The ratings for the first two nights of the DNC are in and they aren’t very good. Compared to four years ago, total viewership among the broadcast networks is down 42%. Even among the hardcore audience of the cable news networks, the Democrats are running at a 16% deficit compared to 2016.
Newsbusters delivered all the numbers this morning.
The broadcast networks suffered the biggest drops: ABC, CBS and NBC combined for about 6.7 million viewers at 10 p.m., off by 42 percent from the 11.6 million who tuned in four years ago. ABC led the trio with 2.44 million viewers, followed by NBC (2.28 million) and CBS (1.99 million).
Cable news made up some of the difference, with MSNBC leading the 10 p.m. ET hour with 5.1 million viewers. CNN averaged 4.78 million and Fox News 2.1 million. The combined 11.98 million viewers was off by 16 percent from 2016.
The 10PM hour is the “prime time” hour at the convention. That’s why Michelle Obama spoke and why you see CNN leading the ratings there. Whatever liberals did tune in, that’s the time they mostly did so. The bigger surprise is that all the broadcast networks combined for only 6.7M viewers, which puts them only marginally above a regular broadcast of Tucker Carlson’s show.
Some excuses are being offered up for the precipitous decline. Chief among them is that people aren’t watching TV in a linear fashion anymore. I’m not sure that washes when a run of the mill Trump speech can still pull in millions of viewers. It also doesn’t wash when reruns of sitcoms are beating out speeches by top Democrats. This is the DNC, not some nominal event you can hand wave away as not a big deal.
Of course, would you want to watch what they are putting out? I sure don’t, though my job forces me to pay attention, at least to some extent. The speeches have been mostly boring and predictable. Lots of calls for “empathy” and no real policy proposals at all. It’s just a repeat of the same orange man bad screed of the last five years. Even Michelle Obama’s much praised presentation was simply a manipulative, dishonest spectacle, with more false statements and misleading tropes than one should be expected to keep up with.

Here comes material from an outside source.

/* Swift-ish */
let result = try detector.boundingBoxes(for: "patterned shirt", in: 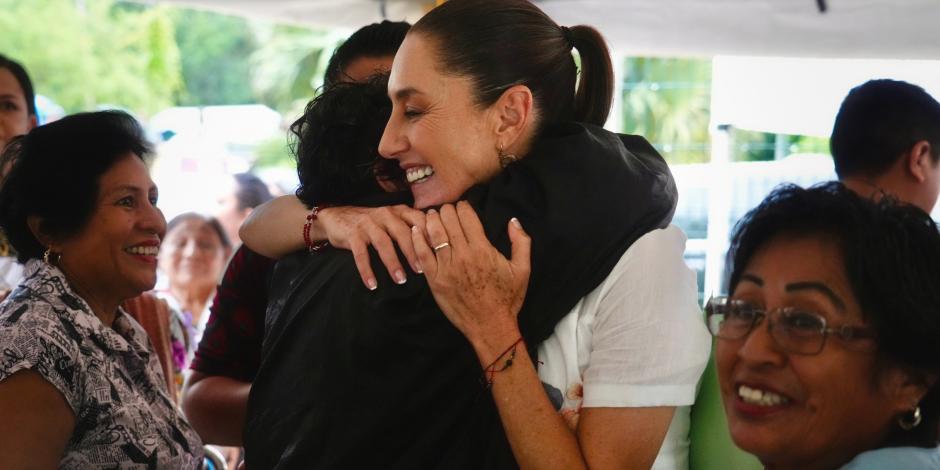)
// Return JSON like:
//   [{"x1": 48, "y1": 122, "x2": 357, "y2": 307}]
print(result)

Whether any of this is indicative of low enthusiasm going into November for the Democrats is an open question. We’ll need to see the RNC and how it performs to get something to compare it to. If the RNC does beat out the DNC, it would be another piece of evidence that things aren’t always what they seem. It’ll also be interesting to see if all these “news” networks give the same amount of airtime to the RNC.
Regardless, there’s no doubt Joe Biden’s campaign is lacking excitement and draw. It’s really only a matter of whether anti-Trump sentiment carries enough people to polls to push him over the top, because Biden himself isn’t getting them there.